REPUTATION FOR EXCELLENCE
With his ingenious approach and customized customer service, Seabold easily attained top producer ranking, earning the respect and admiration of clients and colleagues along the way. Not only has his business continued to grow, Seabold has been recognized by the industry for his numerous areas of expertise.
Continuing to build a reputation for excellence and innovation, he attracted new clients as well as enjoyed the endorsement of repeat business from long-time clients as well as their families and friends.
With this explosion of growth, Seabold knew he had to take additional steps to ensure he would never jeopardize his existing relationships nor fall down on the service he has always strived to provide. It was time to add more staff and form a team that could sustain his standards of service. He began seeking out like-minded professionals who he could trust to carry out his high standards.
Seabold, was just as judicious when selecting members of this group as he was with every other aspect of his business. The BOLD Marketing Team is a clever double entendre reflecting both the powerful assets of the group as well as the leader’s name.
“Having a vast amount of experience in so many different areas of real estate makes a world of difference,” Seabold says. “We have an excellent team of dedicated professionals who know the business and how to cater to our clients.”
While it’s apparent that Seabold is fully dedicated to his clients, he does make time for family and friends. He and his wife are the parents of four sons and, as a family they enjoy a variety of outdoor activities.
“We live very close to Lake Como,” says Seabold, “and one of our favorite activities is just walking around the lake. It’s great exercise and truly beautiful and very calming.
“Lately, we’ve been doing a lot more biking,” he adds. “We’re fortunate to live within a block of the Grand Round, which is a 26-mile trail with virtually limitless points of interest. Also, it leads into the Gateway Trail which brings us to Stillwater.”
After spending the better part of his life in real estate, people often ask Seabold if he’s getting bored or burned out.
“Not at all,” he says emphatically. “For one thing, real estate is one of those industries that always changing and my role within it continues to change as well. To be honest, my greatest joy is to solve problems. I love when my team members come to me and my mind immediately kicks into high gear. It’s exhilarating to come up with a solution that no one has thought of before, but more importantly one that makes all parties happy.”
THINKING OUTSIDE THE BOX
Seabold’s capacity for combining creative solutions with analytical reasoning impacts virtually every aspect of his life. A true football fan, Seabold wanted to be on hand for the sport’s biggest day – Super Bowl LII, so he devised a way to acquire these tickets for himself and a friend at an incredible price.
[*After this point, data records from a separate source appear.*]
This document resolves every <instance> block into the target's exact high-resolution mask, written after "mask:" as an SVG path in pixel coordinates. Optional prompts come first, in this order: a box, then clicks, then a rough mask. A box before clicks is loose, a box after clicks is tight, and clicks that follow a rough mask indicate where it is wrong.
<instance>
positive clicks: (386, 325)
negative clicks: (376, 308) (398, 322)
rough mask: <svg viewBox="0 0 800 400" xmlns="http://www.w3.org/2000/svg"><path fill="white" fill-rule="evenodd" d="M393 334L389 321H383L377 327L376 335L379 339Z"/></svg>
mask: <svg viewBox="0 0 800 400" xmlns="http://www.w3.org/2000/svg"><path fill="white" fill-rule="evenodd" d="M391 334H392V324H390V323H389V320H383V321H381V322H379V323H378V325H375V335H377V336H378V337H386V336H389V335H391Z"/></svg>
“Of course, we were disappointed that the Vikings weren’t playing,” he says, “but we still wanted to see the game. Two months in advance, we devised a plan to buy tickets after the game had started during the first quarter. Most people want to be there before the kickoff.
“We knew if we waited until after the game had started, the value of those tickets would decline,” he continues. “We also had some things working in our favor. By 5:45 in the afternoon the temperature had dropped to around two degrees. Ultimately, we were able to negotiate tickets for $1,000 apiece and ended up sitting in the 13th row of the lower level on the 40-yard line.”
Normally, these tickets required a VIP connection and a hefty pricetag of around $7,500 a piece. Their winning strategy resulted in dream seats for one of the biggest events of the year.
“Did we feel exceptionally lucky?” Seabold says. “Absolutely! It was such an incredible purchase and we got into the game when the score was 3-3.”